These are the key concepts you need to understand to accurately answer the question.

Cobb-Douglas Utility Function
In the realm of economics, the Cobb-Douglas utility function serves as a fundamental tool for depicting a consumer's preferences for two types of commodities. This function is particularly useful because it provides a straightforward representation of how consumers derive satisfaction, or 'utility', from different combinations of goods. The general expression of the Cobb-Douglas utility function is given by \(U(x, y) = x^{a} y^{1-a}\). Here, \(x\) and \(y\) are quantities of two commodities and \(a\) is a parameter that must lie between zero and one.
The parameter \(a\) signifies how much weight or importance a consumer assigns to one commodity compared to the other. This flexibility makes it possible to model a variety of consumer preferences. Key features of this utility function include constant proportional trade-offs between goods, making it easier to study consumer behavior. It is often visualized using indifference curves which represent levels of satisfaction across different combinations of goods.
Marginal Rate of Substitution
Imagine you're deciding how to divide your budget between ice cream and cake. The decision often involves giving up some of one to gain more of the other. The rate at which you are willing to make that trade is called the Marginal Rate of Substitution (MRS). In mathematical terms, MRS is defined as the negative ratio of the marginal utilities of two goods.
For the Cobb-Douglas utility function, the MRS can be calculated using the formula \( MRS = -\frac{a}{1-a} \frac{y}{x} \). This formula shows how the ratio of the quantities \(y\) and \(x\) changes as \(a\) varies, reflecting the shift in preferences. The MRS diminishes as more of \(x\) is consumed, highlighting the principle of diminishing marginal utility, where more of a good decreases its extra satisfaction relative to others.
Partial Derivatives
In calculus, partial derivatives play a key role in understanding changes in multivariable functions, especially in utility functions like Cobb-Douglas. Here, partial derivatives show the rate of change of utility with respect to a change in one of the goods, while keeping the other constant.

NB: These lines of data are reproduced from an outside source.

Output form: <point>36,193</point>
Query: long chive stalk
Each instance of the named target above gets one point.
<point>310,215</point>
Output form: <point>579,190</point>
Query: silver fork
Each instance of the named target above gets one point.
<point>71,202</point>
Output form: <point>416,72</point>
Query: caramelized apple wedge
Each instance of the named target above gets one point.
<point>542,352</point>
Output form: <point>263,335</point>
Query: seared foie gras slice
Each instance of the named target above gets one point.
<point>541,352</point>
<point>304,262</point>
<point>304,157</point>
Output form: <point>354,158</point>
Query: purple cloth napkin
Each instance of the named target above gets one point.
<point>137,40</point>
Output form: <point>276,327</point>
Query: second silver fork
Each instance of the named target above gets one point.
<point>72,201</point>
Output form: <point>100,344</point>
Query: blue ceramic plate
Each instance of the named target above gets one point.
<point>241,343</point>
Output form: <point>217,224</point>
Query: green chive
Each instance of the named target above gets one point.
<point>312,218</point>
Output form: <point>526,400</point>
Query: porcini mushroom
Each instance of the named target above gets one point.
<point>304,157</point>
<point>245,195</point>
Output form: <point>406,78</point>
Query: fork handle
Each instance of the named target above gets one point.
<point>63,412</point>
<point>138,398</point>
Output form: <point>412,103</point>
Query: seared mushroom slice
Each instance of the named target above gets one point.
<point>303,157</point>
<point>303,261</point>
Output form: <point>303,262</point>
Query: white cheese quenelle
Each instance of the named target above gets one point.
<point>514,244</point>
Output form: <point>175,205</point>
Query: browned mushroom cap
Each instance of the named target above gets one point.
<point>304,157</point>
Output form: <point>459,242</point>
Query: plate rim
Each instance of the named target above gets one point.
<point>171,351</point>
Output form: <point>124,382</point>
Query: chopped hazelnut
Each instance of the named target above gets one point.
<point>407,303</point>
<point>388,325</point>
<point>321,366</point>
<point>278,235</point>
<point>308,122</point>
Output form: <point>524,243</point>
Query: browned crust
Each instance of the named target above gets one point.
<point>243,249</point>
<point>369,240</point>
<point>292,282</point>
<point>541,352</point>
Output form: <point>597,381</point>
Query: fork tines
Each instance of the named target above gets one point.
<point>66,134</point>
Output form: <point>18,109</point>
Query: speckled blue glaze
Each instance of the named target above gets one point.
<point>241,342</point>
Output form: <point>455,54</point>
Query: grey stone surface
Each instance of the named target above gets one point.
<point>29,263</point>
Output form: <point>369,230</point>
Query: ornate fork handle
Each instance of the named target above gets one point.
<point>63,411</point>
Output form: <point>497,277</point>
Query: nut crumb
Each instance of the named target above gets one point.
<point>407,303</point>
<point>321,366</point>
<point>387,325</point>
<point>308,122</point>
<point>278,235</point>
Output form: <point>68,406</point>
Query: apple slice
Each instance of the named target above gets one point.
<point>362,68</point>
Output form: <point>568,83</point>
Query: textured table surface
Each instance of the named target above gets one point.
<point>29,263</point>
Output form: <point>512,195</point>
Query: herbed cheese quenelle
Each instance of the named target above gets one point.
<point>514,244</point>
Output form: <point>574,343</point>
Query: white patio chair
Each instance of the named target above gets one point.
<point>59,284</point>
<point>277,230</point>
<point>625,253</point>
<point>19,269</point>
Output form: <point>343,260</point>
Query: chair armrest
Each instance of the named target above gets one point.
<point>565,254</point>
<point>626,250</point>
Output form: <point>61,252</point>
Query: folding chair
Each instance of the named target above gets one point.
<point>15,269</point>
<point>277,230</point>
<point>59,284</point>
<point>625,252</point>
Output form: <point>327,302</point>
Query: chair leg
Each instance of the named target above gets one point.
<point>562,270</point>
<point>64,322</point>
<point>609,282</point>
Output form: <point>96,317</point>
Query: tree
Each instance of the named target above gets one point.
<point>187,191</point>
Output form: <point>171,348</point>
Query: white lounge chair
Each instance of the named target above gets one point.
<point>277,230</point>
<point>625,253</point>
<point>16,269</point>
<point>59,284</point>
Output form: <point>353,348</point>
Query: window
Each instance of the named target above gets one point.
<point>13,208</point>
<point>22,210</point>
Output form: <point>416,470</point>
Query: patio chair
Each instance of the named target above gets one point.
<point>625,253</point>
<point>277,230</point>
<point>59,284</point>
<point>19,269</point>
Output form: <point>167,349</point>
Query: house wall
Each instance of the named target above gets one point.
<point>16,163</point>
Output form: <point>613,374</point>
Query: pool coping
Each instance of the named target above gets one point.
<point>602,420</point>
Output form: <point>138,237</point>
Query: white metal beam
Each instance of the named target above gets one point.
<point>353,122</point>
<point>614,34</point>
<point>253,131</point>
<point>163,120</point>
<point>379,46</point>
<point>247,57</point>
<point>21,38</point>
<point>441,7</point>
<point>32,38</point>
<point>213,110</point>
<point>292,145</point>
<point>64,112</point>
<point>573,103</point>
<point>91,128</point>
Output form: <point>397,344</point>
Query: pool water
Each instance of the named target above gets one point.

For a Cobb-Douglas utility \(U(x, y) = x^{a} y^{1-a}\), the partial derivatives are:
  • \(\frac{\partial U}{\partial x} = a x^{a-1} y^{1-a}\)
  • \(\frac{\partial U}{\partial y} = (1-a) x^{a} y^{-a}\)
These derivatives, often referred to as marginal utilities, reveal how the utility shifts as more of either \(x\) or \(y\) is consumed. The concept is crucial for deriving the MRS, which helps understand consumer trade-offs and optimize their satisfaction.
Indifference Curves
Indifference curves are a vital concept in microeconomics, representing various combinations of two goods that provide the same level of utility to the consumer. For the Cobb-Douglas utility function, each curve reflects a different utility level and typically has a convex shape. This convexity indicates that as a consumer substitutes one good for another, they require increasing amounts of the second good to maintain the same level of satisfaction.
The slope of the indifference curve at any point is the Marginal Rate of Substitution (MRS), which shows the trade-off ratio the consumer is willing to accept. The fact that these curves never intersect reflects the consistency of consumer preferences. Analyzing these curves helps economists understand how consumers allocate their resources and how changes in prices and income affect their choices.